(490b) PtRu Alloys for the Electrocatalytic Reduction of Nitrate

High nitrate (NO₃^−) levels in water are toxic to humans and promote harmful algal blooms and dead zone formation. Electrocatalytic nitrate reduction (NO₃RR) is a promising approach to convert nitrate into value-added ammonium (NH₄⁺) or benign nitrogen (N₂) products using renewable electricity sources. However, NO₃RR requires improved electrocatalysts that are sufficiently stable, active, selective, and inexpensive to be industrially viable.

One of our recent studies using first-principles microkinetic modeling predicted that a Pt₃Ru alloy could be an active and selective NO₃RR catalyst. In this talk, we will discuss our results of synthesizing different compositions of Pt_xRu_y/C (x = 48–100%) and characterizing their activity and selectivity for nitrate reduction. By tuning the amount of Ru in the alloy, we show there is an optimum in nitrate and hydrogen binding energies that maximizes the electrocatalytic activity. Additionally, we demonstrate that these catalysts are selective towards ammonium (NH₄⁺) at 0.1 V vs. RHE.

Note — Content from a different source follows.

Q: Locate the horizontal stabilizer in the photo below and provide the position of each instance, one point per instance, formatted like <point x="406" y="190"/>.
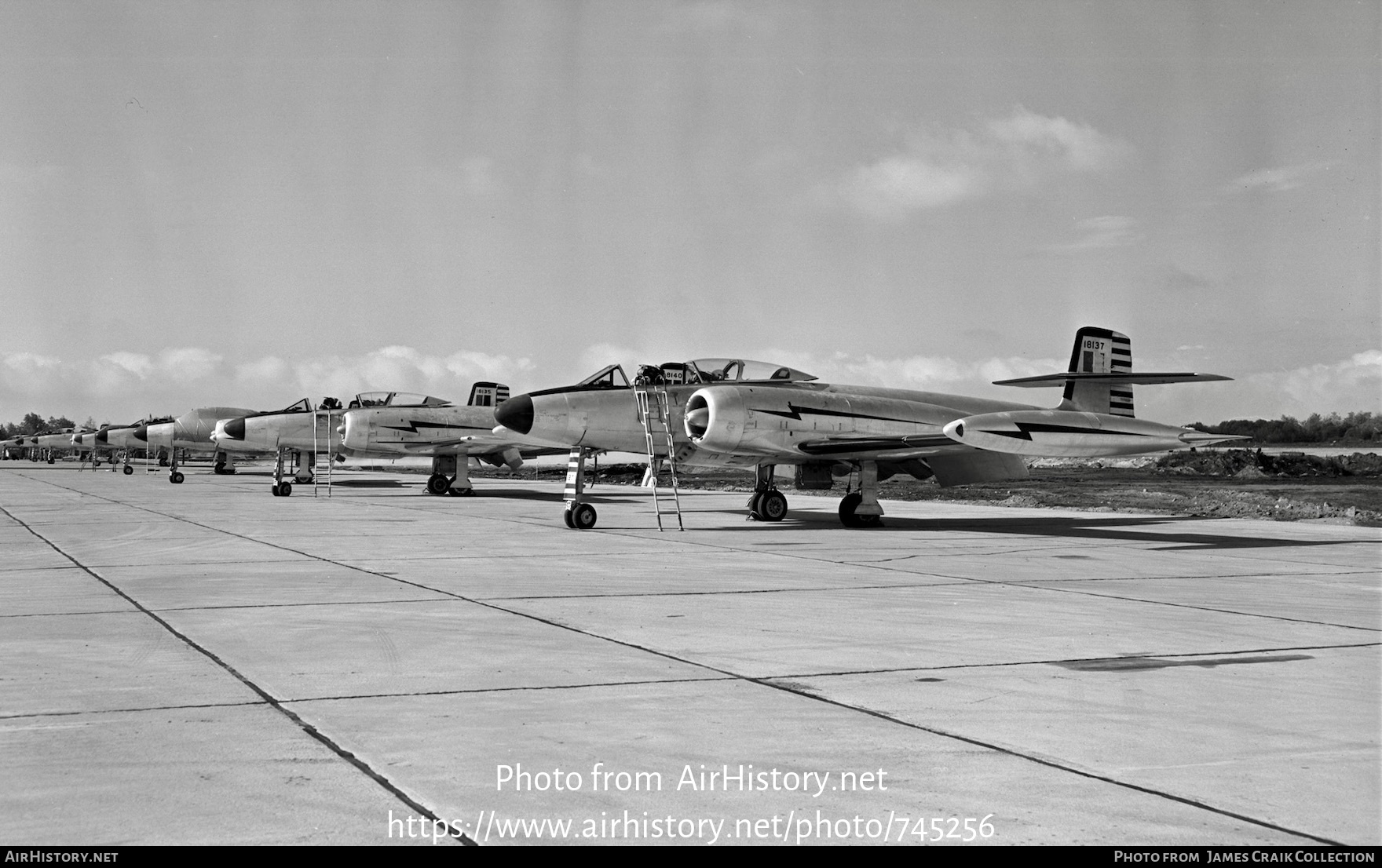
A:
<point x="1129" y="379"/>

To accomplish this work, a series of Pt_xRu_y/C alloys were synthesized with varying Ru compositions ranging from 0 to 52 at% of the total metal loading. Bulk structural characterization was performed by using X-ray diffraction, extended X-ray absorption fine structure, X-ray absorption near edge structure, and transmission electron microscopy. To ensure that intrinsic catalyst activities were normalized properly, we used hydrogen and copper underpotential deposition to measure the electrochemical active sites and compared these values to surface compositions determined by X-ray photoelectron spectroscopy. The intrinsic activities and ammonium selectivity of the synthesized catalysts were measured at different operating potentials. Density functional theory calculations predict increasing Pt_xRu_y activity as Ru content increases to 25 at%, followed by a decrease in activity at higher Ru content, consistent with intrinsic activity measurements. Ultimately, this works provides insights for characterizing and designing different compositions of alloys for optimal nitrate reduction and ammonium production.